Over the past 10 years, major progress has been made in the knowledge of urinary lithogenesis, including the potential pathogenetic role of Randall's plaques and renal tubular crystal retention. Urine supersaturation is the driving force of this process and can be induced by some risk factors, including low urine volume, high urinary excretion of
calcium oxalate and
uric acid and low urinary excretion of
citrate. Primary
hypercalciuria can be due to intestinal overabsorption renal leak and bone reabsorption of
calcium. Prophilaxis is mainly conducted with
thiazides and low
calcium diet which is indicated only in the intestinal form.

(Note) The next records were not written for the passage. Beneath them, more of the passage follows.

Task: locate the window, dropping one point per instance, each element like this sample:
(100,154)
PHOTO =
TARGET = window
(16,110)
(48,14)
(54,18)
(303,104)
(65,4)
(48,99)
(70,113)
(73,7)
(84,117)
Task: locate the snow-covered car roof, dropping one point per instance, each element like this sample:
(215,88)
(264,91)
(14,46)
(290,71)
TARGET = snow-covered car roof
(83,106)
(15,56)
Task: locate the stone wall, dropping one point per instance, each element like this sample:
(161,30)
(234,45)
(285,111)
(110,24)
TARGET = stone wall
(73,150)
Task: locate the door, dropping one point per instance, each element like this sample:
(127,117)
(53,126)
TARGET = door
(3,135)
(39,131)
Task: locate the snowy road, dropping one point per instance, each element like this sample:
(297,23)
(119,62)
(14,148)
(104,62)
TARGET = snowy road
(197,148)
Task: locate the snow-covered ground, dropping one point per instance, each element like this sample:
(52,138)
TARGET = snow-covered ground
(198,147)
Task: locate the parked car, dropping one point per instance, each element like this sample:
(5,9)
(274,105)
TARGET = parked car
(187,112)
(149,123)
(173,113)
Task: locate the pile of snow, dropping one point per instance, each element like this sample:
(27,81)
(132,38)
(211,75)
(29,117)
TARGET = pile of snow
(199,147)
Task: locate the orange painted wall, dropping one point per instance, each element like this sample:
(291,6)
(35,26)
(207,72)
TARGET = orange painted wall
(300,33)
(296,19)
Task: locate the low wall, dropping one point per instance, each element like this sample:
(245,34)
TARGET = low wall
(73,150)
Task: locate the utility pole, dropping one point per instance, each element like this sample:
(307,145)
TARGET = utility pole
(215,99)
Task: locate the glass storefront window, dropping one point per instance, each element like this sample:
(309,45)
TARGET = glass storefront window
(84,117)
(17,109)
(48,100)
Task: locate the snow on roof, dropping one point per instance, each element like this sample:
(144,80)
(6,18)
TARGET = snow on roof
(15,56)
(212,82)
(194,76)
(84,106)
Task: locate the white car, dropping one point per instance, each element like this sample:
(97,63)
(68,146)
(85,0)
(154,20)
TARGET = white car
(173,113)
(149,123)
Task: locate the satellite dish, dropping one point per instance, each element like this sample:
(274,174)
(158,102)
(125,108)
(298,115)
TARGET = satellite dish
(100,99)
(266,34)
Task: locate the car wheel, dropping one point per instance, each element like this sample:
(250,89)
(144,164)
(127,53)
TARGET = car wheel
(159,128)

Primary hyperoxaluria is treated with
pyridoxine and may require in the severe forms simultaneous renal and
liver transplantation. Enteric
hyperoxaluria is secondary to
fatty acids malabsorption and requires diet, oral
calcium and cholestiramine. Hyperuricosuria is caused by diet endogenous overproduction, mainly due to enzymatic defects or high renal excretion of
uric acid. Urine alkalinization with K or K and
Mg citrate can prevent stone formation even in idiopathic
uric acid nephrolithiasis, in which a defect of urine acidification is supposed to be the main abnormality, and in hypocitraturic patients.
Cystinuria is a rare inherited defect with an intense clinical impact. It can be classified in three forms and
urinary stone formation is the role. Increased solubility and conversion of
cystine in a more soluble form are the main goals of the prophylaxis which includes K
citrate and
thiol agents administration.
Tiopronin is preferred to
D-penicillamine due to its lower side effects.